It is commonly known that Autism Spectrum Disorder can come alongside a multitude of additional disorders and symptoms. When these additional symptoms are noted extensively enough to be considered part of a separate disorder, they are often referred to as comorbidities.
Autism itself, as well as comorbidities such as Sensory Processing Disorder, can have profound impacts on the ways in which those with the condition process sound. This can extend from the impact sounds neurotypical people may interpret as normal could have to the understanding those with ASD have of conversations and other sensory input.
One of the most commonly diagnosed symptoms of ASD is sensory processing challenges. In fact, the STAR institute has recently produced a piece of research that suggests up to 75% of children with autism have ‘significant symptoms of sensory processing disorder’.
Sensory processing disorders can impact touch, sight, taste, and hearing in equal measure. This means that individuals are often very sensitive to sensory input, resulting in them becoming overwhelmed, overstimulated, irritated, or avoidant.

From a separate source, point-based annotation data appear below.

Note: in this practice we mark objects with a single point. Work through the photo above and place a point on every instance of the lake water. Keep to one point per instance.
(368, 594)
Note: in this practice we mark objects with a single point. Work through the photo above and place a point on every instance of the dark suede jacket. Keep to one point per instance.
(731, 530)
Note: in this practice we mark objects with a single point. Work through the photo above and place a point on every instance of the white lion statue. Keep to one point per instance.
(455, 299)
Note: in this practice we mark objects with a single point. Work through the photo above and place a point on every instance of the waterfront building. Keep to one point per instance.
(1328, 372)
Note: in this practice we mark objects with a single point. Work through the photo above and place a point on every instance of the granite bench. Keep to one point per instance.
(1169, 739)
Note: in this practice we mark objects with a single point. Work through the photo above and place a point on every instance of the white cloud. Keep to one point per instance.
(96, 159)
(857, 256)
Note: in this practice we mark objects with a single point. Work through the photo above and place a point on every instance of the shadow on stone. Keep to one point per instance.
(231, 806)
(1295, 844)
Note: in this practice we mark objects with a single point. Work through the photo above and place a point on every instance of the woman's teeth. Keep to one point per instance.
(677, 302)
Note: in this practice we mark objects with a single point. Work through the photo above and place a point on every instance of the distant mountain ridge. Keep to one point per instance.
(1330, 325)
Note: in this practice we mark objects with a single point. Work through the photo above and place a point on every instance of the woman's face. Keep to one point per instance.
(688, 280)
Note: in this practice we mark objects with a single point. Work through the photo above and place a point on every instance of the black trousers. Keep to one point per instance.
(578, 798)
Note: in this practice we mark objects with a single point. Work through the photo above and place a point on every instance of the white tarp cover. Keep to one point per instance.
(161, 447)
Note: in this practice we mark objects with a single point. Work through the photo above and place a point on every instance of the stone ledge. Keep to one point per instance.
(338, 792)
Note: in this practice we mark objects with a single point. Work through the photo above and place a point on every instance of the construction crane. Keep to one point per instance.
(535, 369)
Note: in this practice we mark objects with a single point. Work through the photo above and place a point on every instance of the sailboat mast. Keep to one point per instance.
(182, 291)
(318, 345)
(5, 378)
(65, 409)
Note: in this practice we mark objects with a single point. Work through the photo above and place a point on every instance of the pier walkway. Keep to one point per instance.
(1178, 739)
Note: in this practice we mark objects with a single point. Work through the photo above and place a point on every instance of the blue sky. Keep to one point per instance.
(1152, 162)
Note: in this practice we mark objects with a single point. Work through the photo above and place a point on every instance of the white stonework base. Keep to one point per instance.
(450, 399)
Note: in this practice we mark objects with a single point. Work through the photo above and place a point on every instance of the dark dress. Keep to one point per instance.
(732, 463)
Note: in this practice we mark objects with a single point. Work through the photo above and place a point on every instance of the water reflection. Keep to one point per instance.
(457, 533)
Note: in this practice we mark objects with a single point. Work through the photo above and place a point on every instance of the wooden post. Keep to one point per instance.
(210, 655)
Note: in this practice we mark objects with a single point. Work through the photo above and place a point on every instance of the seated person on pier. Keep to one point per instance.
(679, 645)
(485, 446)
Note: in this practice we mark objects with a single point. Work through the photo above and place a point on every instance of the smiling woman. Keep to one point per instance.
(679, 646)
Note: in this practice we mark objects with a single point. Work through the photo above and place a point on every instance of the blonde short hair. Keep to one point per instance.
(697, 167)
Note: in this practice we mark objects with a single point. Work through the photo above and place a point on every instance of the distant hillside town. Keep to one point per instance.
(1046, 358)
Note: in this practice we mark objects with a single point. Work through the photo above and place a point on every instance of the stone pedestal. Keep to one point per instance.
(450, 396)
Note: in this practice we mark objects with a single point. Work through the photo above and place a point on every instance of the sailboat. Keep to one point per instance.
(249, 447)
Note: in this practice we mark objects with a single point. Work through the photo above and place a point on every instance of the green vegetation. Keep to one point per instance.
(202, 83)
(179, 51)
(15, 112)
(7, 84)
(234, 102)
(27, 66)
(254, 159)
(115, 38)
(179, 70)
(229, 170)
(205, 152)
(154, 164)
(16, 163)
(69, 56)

When it comes to auditory sensory input, those with autism are far more likely than others to experience an oversensitivity to certain sounds. This is referred to as auditory hypersensitivity.
Auditory hypersensitivity is a relatively common trait exhibited by those with a diagnosis of autism. It can impact how well a person is able to regulate their emotions and engage in meaningful communication while overwhelming sounds are present.
Research has increasingly suggested that people on the autism spectrum do not process information that they have heard as quickly as their peers. This means, simply put, that the information portrayed to them via verbal communication takes longer to understand and form a response to.
This can be a frustrating consideration to manoeuvre for those with autism, and thus many are likely to disengage with a conversation moving too quickly for them to be actively able to participate.
While no specific aversion to auditory stimuli facilitates this, the fact remains that it can certainly hamper communication because of challenges in interpreting sound.
How Can You Help?
Many with auditory hypersensitivity employ the use of ear defenders to decrease the extent of the offending sound that they are exposed to. Others simply try to avoid them, but this can be easier said than done.
Ear defenders are a great way of giving a person with autism the option to remove the object of their stress, even just for a short while. This can offer much-needed security and safety, not to mention the relief of knowing that unpleasant sensory input might be around every corner.
Another option, when it comes to communicating with those diagnosed with autism, is to ensure you are conversing at a pace that is considerate of the extended time period it might take for them to respond.
This may only mean an extra few seconds to you, but it will offer a real opportunity for them to truly engage with conversations they have likely avoided in the past.